Abstract
With the rise of third parties in the machine learning pipeline, the service
provider in "Machine Learning as a Service" (MLaaS), or external data
contributors in online learning, or the retraining of existing models, the need
to ensure the security of the resulting machine learning models has become an
increasingly important topic. The security community has demonstrated that
without transparency of the data and the resulting model, there exist many
potential security risks, with new risks constantly being discovered.
In this paper, we focus on one of these security risks -- poisoning attacks.
Specifically, we analyze how attackers may interfere with the results of
regression learning by poisoning the training datasets. To this end, we analyze
and develop a new poisoning attack algorithm. Our attack, termed Nopt, in
contrast with previous poisoning attack algorithms, can produce larger errors
with the same proportion of poisoning data-points. Furthermore, we also
significantly improve the state-of-the-art defense algorithm, termed TRIM,
proposed by Jagielsk et al. (IEEE S&P 2018), by incorporating the concept of
probability estimation of clean data-points into the algorithm. Our new defense
algorithm, termed Proda, demonstrates an increased effectiveness in reducing
errors arising from the poisoning dataset through optimizing ensemble models.

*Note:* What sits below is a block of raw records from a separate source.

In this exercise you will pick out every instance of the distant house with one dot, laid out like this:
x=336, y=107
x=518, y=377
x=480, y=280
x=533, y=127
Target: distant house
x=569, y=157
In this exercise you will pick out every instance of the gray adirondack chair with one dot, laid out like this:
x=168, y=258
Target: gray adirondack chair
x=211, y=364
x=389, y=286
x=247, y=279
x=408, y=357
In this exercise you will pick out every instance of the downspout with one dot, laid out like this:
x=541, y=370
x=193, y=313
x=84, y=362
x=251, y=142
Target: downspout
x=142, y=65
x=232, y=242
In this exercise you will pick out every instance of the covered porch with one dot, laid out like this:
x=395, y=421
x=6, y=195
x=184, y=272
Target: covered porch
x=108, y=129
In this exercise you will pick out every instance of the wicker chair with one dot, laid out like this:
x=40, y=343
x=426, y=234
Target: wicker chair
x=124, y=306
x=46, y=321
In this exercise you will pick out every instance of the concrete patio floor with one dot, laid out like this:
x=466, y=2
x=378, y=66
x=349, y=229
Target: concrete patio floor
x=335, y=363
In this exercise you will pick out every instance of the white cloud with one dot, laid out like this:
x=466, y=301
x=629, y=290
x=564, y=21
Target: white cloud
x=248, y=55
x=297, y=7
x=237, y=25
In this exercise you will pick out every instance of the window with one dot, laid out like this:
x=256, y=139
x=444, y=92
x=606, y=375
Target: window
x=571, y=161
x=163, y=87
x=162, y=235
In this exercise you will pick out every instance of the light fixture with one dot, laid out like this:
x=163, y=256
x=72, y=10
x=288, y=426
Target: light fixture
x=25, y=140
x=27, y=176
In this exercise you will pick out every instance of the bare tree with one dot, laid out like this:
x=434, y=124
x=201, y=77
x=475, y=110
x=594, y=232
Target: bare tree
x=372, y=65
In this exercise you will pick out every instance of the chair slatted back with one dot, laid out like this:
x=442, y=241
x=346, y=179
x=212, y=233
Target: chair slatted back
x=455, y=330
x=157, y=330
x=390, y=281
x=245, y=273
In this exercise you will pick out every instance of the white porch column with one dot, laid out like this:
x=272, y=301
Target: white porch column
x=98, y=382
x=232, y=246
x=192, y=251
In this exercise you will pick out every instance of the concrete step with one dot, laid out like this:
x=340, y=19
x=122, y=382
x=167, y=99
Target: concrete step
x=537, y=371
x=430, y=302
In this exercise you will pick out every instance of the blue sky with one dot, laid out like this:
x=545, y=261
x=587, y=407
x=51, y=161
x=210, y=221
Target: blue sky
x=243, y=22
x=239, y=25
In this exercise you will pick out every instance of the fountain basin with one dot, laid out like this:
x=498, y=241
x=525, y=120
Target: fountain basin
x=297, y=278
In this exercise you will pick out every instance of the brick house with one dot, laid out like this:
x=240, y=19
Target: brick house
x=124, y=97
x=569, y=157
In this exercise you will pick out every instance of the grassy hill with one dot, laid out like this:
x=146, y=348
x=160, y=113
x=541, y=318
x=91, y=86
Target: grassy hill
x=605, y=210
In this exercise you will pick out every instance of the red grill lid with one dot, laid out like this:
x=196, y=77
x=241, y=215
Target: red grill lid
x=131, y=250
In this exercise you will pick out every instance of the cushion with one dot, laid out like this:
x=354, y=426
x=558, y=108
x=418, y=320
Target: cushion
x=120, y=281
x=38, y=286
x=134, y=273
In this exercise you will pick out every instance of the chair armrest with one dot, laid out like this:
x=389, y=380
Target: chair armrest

We highlight that the time complexity of TRIM had not been estimated; however,
we deduce from their work that TRIM can take exponential time complexity in the
worst-case scenario, in excess of Proda's logarithmic time. The performance of
both our proposed attack and defense algorithms is extensively evaluated on
four real-world datasets of housing prices, loans, health care, and bike
sharing services. We hope that our work will inspire future research to develop
more robust learning algorithms immune to poisoning attacks.